When a person experiences severe mental trauma, it never departs. It fades a little, but it leaves a scar. I was diagnosed with Bipolar I Disorder almost twenty years ago, and ten years ago I was hospitalized. The doctors told me that my brain would recover from that trauma after two years, but apparently not. I cannot forget. The pain subsides, but it pilfers my memories.
There are some memories never forgotten, pieces of the past we remember fondly. The beginning of my dream is a memory that sticks with me. As a child, I was fascinated with words, and how to construct sentences. I loved to read. My creative life was built on that foundation. Crayons were my best friends, connected to my fingers like branches on a tree. When I mixed color with ink, there was no going back.
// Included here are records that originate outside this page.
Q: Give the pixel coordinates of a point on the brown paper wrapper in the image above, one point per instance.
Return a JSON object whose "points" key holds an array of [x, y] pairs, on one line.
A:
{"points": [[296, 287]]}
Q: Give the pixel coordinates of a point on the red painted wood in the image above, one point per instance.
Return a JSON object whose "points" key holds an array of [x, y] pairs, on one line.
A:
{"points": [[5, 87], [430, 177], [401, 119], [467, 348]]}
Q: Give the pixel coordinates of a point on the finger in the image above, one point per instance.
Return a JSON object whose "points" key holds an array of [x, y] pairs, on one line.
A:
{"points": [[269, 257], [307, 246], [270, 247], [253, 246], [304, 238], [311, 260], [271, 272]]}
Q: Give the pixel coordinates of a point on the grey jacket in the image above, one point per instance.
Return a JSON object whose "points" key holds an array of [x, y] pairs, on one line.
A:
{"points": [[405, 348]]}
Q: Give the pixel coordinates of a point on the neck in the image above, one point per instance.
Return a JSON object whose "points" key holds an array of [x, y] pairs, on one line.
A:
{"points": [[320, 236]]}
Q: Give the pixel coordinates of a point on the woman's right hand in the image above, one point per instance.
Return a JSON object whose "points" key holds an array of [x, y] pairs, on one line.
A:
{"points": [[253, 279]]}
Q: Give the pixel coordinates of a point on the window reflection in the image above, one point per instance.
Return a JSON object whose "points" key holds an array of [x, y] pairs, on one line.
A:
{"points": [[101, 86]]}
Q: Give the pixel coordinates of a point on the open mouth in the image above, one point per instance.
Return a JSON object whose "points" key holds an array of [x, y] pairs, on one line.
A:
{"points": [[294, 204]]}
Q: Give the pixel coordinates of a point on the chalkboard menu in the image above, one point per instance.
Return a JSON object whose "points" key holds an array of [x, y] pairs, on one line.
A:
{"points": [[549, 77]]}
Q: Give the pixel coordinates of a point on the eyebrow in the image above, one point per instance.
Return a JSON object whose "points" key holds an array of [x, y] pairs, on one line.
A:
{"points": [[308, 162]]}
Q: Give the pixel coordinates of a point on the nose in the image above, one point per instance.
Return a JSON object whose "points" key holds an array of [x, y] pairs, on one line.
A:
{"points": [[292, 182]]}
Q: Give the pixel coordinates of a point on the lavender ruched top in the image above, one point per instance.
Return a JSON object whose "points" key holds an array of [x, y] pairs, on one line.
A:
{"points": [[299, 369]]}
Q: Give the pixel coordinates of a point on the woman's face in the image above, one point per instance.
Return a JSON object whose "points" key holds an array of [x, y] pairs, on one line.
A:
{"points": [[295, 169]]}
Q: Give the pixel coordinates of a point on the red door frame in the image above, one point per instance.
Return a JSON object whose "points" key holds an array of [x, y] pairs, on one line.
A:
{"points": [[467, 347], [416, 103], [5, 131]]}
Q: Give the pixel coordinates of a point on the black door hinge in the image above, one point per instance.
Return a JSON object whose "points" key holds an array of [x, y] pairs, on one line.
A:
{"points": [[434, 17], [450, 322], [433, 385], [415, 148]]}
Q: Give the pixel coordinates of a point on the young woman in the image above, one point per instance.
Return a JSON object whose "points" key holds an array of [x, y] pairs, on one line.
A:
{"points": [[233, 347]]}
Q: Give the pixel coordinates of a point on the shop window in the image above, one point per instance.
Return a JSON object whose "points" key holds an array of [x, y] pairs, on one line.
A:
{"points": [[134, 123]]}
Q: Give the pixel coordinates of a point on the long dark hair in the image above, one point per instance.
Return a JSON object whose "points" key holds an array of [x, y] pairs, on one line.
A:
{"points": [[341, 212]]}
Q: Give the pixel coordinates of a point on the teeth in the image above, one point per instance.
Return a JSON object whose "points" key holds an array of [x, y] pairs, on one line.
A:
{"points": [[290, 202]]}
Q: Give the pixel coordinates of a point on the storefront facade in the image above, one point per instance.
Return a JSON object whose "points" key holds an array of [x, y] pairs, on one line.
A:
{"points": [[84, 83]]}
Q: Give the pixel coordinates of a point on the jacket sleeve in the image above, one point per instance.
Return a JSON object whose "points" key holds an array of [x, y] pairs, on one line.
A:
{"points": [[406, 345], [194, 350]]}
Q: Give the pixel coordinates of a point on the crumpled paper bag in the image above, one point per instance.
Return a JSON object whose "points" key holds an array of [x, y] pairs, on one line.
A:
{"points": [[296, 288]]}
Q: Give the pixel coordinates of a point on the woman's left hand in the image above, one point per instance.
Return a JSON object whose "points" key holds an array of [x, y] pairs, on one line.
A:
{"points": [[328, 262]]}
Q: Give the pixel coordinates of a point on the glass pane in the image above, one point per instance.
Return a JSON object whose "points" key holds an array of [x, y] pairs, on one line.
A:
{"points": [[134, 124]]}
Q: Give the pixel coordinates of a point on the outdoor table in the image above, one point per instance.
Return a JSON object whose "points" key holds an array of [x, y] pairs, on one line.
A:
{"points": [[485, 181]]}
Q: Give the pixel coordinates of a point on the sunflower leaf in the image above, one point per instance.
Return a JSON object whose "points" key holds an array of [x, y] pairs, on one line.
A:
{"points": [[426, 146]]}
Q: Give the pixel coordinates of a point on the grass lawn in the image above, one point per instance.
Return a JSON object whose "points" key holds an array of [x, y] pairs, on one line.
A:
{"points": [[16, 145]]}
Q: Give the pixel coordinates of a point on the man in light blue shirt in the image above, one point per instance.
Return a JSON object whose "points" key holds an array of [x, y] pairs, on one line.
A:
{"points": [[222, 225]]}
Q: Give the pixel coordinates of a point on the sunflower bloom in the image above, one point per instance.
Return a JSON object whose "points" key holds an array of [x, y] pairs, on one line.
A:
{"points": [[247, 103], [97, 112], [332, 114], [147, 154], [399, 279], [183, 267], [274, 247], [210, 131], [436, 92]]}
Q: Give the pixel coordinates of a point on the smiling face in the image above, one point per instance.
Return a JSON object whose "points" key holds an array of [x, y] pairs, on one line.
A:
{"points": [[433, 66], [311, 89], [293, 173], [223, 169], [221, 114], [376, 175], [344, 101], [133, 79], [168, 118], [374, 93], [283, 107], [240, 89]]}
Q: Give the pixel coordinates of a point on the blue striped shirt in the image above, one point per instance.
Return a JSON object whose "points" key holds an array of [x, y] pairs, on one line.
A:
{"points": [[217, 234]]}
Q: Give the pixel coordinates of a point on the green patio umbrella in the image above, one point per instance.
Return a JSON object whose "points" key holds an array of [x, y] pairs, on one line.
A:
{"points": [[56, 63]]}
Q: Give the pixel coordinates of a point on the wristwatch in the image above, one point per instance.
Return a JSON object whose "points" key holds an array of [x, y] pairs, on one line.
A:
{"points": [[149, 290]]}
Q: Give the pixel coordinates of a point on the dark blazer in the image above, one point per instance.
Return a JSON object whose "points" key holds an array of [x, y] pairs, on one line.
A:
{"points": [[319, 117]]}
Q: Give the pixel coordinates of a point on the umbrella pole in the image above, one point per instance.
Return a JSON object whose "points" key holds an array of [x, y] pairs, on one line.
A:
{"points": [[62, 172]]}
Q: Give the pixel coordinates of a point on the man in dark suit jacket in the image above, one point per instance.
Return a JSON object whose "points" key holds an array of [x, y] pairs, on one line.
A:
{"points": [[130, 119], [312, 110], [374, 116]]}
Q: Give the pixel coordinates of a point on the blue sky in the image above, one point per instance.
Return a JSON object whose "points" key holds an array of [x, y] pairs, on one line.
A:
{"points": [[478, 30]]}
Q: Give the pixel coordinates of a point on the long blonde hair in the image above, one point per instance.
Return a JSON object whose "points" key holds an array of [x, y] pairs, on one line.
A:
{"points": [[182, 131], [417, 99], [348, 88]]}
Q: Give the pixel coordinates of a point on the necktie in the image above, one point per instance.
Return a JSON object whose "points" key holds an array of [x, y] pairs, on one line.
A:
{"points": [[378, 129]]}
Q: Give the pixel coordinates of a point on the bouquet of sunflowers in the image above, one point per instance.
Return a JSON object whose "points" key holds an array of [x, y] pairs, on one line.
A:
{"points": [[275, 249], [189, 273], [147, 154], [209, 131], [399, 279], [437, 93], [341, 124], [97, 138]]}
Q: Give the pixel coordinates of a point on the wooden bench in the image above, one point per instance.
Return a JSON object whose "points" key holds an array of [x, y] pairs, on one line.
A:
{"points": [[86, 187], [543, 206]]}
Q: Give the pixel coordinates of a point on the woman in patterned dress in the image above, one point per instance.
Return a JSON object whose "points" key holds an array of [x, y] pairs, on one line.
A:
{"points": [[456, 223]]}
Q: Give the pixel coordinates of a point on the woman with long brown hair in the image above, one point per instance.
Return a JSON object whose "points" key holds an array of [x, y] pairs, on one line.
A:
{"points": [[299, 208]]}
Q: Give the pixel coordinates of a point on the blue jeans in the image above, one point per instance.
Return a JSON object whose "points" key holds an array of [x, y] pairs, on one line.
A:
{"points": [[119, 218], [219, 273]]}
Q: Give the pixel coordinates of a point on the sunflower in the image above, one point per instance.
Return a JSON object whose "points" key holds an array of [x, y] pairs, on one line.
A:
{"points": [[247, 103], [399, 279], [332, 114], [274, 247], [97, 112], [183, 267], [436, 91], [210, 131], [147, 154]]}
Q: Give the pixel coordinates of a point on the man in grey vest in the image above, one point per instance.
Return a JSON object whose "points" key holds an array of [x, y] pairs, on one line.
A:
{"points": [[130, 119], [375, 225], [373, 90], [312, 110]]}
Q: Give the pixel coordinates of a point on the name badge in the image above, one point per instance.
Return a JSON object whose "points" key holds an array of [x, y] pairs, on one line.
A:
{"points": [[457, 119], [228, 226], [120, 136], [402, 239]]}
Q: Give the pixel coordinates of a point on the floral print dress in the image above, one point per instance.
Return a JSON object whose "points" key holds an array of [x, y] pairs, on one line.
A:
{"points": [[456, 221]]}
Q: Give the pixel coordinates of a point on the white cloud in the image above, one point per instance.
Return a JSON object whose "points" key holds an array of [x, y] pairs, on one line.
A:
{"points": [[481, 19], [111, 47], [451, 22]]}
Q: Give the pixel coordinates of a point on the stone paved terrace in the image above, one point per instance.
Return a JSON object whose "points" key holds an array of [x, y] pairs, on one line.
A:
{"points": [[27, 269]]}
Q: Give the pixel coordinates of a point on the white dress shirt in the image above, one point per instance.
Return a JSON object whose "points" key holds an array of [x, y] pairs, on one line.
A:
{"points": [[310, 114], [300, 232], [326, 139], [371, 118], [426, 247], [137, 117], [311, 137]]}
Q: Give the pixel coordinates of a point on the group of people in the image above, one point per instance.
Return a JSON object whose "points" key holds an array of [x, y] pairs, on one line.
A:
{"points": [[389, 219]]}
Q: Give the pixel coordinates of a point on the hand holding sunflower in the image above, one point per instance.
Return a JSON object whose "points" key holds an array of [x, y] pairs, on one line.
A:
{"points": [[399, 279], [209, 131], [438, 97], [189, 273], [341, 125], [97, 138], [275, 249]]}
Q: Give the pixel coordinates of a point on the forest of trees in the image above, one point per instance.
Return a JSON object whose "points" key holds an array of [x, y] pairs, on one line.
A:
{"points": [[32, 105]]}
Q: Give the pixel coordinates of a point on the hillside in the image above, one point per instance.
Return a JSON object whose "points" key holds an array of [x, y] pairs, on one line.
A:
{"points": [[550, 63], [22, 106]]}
When I was in elementary school, I spent much of my time in the library. All of the students were working with all their might to read more books than any other. We were competing for the top score. Derrick Dendy was always in first place, and I was always right on his heels. I never caught up. He must have read more than he breathed, and never taken a bathroom break! When I wasn’t in the library, I was running outside during recess. Those activities kept me busy and filled my soul with a natural high. Aside from those past times, I was enjoying art class above all else. I was strenuously attempting to make the images in my mind transfer to the canvas, to no avail. I was so frustrated, but also tenacious; I was hungry for success. My parents witnessed my frustration, and provided art lessons in a quaint studio above a frame shop. I attended class every Thursday afternoon and loved every minute. While I was illustrating, I was writing. I wrote and illustrated books that only I would read, knowing they may never make it to print. I just enjoyed being with the characters and developing the stories. In the first grade, I won first place in the “Young Georgia Authors” competition for a story I had written, titled “A Cat Named Fred.” It was my first trophy and it is resting on a shelf in my house today.
My elementary school had a “Spirit Week,” and every day was themed. One day, we were to dress up for our dream jobs. Career Day. I wore my favorite green dress and toted my messenger bag full of paint, crayons, pencils, and paper. The typewriter was too heavy. How else is an author expected to dress? I prefer pajamas.
In the eighth grade, there was a similar activity. We were questioned about our future goals. My goal was to write something people wanted to read. I hope I have accomplished that feat.
I went to a performing arts high school, where I honed my skills. I attended college and majored in Fine Art. After my studies, I did my own thing; happy to be rid of authority figures and free to create whatever I please. I wrote, illustrated, and published two books about my relationship with my mental illness. I am coping, creating, and making my inner child smile.